Pendapat yang kuat: mengusap hanya
pada sebagian besar bagian yang tampak (atas) dari khuff, karena kalimat yang
digunakan adalah (عليهما) bukan (بهما).
Apakah mengusap dua khuff itu dengan
cara bersama-sama, sebagaimana mengusap dua telinga, atau mendahulukan yang
kanan?
Pendapat yang kuat: mendahulukan
yang kanan, karena dua kaki tidaklah sama dengan dua telinga yang merupakan
bagian dari kepala (mengusapnya mengikuti kepala).

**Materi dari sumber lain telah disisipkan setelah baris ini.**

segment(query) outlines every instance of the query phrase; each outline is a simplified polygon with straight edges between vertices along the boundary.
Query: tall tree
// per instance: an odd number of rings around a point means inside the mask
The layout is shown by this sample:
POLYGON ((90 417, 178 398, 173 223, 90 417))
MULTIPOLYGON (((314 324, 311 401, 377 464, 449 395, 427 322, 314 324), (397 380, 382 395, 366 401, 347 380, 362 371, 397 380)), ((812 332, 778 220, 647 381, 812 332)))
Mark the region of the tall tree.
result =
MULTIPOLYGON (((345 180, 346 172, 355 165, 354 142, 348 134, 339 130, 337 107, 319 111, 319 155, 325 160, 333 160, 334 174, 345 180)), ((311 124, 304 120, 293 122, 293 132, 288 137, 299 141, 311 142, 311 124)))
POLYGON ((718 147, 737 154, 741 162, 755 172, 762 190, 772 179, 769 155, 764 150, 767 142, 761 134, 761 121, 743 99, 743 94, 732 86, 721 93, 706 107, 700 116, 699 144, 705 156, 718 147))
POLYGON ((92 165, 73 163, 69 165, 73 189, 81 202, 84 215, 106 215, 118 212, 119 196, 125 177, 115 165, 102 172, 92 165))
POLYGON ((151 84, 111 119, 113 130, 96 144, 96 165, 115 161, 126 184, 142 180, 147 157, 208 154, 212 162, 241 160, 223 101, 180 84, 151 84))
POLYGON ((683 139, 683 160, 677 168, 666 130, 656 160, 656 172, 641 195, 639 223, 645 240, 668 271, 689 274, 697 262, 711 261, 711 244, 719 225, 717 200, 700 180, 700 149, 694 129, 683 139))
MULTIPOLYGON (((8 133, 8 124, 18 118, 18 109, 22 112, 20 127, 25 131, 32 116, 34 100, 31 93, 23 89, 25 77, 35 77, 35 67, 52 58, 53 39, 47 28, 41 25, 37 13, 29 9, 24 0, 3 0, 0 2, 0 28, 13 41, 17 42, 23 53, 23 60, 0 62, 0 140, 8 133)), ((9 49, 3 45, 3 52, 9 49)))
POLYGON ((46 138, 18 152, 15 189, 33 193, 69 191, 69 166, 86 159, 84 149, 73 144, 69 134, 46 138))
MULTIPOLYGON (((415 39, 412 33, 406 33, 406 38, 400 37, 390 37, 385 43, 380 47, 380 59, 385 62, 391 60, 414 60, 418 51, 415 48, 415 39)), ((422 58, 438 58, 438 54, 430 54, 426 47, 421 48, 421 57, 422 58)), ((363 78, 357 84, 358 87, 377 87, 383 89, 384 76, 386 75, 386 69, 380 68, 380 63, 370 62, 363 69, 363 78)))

Dan karena mengusap khuff merupakan
cabang dari membasuh (kaki), dan membasuh disunnahkan mendahulukan yang kanan.
Dan juga karena penjelasan dalam
hadits ‘Aisyah bahwa Nabi biasa mendahulukan yang kanan dalam bersuci, dan
mengusap khuff, termasuk dari bagian bersuci, maka disunnahkan untuk mengusap
dengan jari-jari kedua tangannya. Yang sebelah kanan diusap dengan tangan kanan
dan sebelah kiri diusap dengan tangan kiri.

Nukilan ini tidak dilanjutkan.